After the family hired me, Dale gave me a crash course about Beaufort so I’d at least know more than my guests about the area. He walked me along the waterfront, introducing me to every shop owner, pointing out the boats, telling me about their owners. In the distance, we could see a few of the ponies standing in the surf on Carrot Island. Dale and I fell in love on those walks. I was moved by how much he adored Beaufort and how much he wanted to do for its people. Even then, he was planning to be mayor one day, though I didn’t realize he’d be running so soon. I was so attracted to him. I’d forgotten that part of myself while I was sick. The sexual part. It’s so weird when your entire life is consumed by illness. Sometimes I’d felt like a heart instead of a person. With Dale, I felt the rest of me coming back to life. When he took my hand, I felt every cell in my fingers as though I’d just noticed them for the first time ever.

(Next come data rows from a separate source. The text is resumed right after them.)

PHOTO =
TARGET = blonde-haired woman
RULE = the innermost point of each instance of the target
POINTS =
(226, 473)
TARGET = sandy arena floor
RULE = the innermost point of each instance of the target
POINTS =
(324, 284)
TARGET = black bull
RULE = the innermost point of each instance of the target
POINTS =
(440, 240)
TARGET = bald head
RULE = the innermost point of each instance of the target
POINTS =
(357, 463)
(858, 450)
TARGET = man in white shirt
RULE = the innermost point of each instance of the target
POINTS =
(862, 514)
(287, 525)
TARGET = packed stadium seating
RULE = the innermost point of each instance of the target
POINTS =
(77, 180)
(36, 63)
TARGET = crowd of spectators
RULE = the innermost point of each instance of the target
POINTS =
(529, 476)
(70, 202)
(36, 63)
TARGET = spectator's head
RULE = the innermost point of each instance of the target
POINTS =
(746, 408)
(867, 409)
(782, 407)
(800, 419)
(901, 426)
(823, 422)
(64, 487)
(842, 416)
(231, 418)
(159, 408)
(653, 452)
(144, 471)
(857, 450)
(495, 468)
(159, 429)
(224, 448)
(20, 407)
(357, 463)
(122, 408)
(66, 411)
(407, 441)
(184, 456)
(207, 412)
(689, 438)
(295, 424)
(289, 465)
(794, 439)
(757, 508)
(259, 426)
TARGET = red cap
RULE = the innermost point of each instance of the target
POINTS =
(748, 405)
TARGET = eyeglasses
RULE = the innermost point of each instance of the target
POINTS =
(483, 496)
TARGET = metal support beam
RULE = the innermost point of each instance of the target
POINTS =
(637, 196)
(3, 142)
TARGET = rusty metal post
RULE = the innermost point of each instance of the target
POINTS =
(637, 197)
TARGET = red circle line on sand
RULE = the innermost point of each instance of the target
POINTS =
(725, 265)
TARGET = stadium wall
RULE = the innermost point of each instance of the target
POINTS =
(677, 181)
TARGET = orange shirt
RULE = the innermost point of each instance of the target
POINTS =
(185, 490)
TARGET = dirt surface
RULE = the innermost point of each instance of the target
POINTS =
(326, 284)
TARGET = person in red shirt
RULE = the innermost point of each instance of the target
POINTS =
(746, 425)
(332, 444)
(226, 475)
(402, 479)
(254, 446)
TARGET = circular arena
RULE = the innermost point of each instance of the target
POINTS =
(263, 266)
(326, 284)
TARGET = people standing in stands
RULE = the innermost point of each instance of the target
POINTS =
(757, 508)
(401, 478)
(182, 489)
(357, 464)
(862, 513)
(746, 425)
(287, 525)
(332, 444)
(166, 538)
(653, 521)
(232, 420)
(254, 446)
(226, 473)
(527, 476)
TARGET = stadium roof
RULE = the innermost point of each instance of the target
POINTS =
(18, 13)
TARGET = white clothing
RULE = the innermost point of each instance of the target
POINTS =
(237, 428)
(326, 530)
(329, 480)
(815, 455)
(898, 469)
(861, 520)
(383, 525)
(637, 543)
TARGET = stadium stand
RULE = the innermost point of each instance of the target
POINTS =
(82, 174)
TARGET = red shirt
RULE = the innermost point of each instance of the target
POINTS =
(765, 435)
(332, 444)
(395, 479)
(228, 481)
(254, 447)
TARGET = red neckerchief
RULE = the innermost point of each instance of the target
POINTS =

And his beautiful gray eyes! I hadn’t yet seen those eyes turn stormy back then. Oh, wow, could you see thunderclouds in his eyes sometimes! Dale had a gentleness to him, a real honest warmth, but there was steel behind it. He didn’t bend easily, and I was learning that if I wanted to do something he didn’t want—to change the way we handled something at the B and B, maybe, or even to watch a movie he wasn’t crazy about watching—I had to approach the subject carefully and slowly if I stood a chance of breaking through that stubbornness. But there were compromises in any relationship. I’d learned that growing up with my father. This was nothing new.
My father was thrilled when I told him I was seeing Dale Hendricks. Since he taught political science, my father had always been tuned in to state politics and he knew exactly who Dale was: heir apparent of the Hendricks empire. Daddy had wanted me to be taken care of. He knew if I became a Hendricks, he’d never have to worry about me again.